Para evitar os riscos do pesadelo de um governo Temer, só parece haver uma solução possível: fazer o reset da crispação política remetendo a solução para a única fonte de soberania inatacável nas democracias, o voto popular. Para o conseguir, haveria necessidade de o Congresso aprovar uma emenda constitucional que permitisse a antecipação das eleições. Os inquéritos de opinião mostram sem margem para equívocos que Dilma, Temer ou Cunha são todos faces da mesma moeda sem crédito nem valor. Todos deviam afastar-se para que o Brasil pudesse respirar. Mas, nem Dilma nem Temer parecem dispostos a resignar. Falta-lhes grandeza e empenho no bem comum. É pena. Sempre haveria oportunidade de afastar de cena alguns rostos mais visíveis da corrupção, podia-se clarificar quem tem e quem não tem apoio para governar e podia-se, enfim, esclarecer o que cada um pensa fazer em matérias cruciais para o futuro como a política económica e financeira, a reforma de um sistema político que favorece o tráfico de influências e a compra de votos e o combate à corrupção.
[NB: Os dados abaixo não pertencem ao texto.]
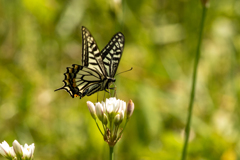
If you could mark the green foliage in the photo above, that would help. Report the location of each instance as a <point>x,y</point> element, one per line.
<point>40,38</point>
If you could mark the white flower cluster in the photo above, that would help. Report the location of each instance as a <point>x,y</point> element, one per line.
<point>111,113</point>
<point>17,151</point>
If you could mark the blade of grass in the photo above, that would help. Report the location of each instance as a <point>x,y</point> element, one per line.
<point>194,79</point>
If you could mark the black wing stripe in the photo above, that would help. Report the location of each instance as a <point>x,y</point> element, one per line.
<point>112,53</point>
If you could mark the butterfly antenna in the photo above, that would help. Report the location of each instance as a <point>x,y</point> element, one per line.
<point>124,71</point>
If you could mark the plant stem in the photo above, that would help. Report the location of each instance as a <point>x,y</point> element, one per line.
<point>99,128</point>
<point>111,152</point>
<point>194,79</point>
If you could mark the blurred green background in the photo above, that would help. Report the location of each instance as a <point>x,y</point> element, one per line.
<point>40,38</point>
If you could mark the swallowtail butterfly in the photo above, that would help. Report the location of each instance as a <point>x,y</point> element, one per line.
<point>98,68</point>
Quando carece de legitimidade, a democracia é um tigre de papel. O Brasil vive esse drama, no qual há espaço para todos os atropelos, todas as venalidades e todos os perigos. Perdida no ódio e na irracionalidade, a política brasileira precisava de líderes tolerantes e capazes de amarrar as pontas em torno do interesse nacional. Infelizmente, porém, o país não tem hoje homens da craveira de Ulysses Guimarães ou de Tancredo Neves. Entre o PT enraivecido, desesperado pelo seu falhanço e minado pelas denúncias da Lava-Jacto e um novo bloco enlameado pela corrupção e pelas sequelas da “insurreição dos hipócritas" (a votação do impeachment na leitura da revista alemã Der Spiegel) que lhes abriu as portas do poder, não há muita razão para que sobre o optimismo. Hora de fazer uma pausa e esperar que o Brasil não regresse ao pesadelo que o persegue: o de ser o país de um futuro sempre adiado.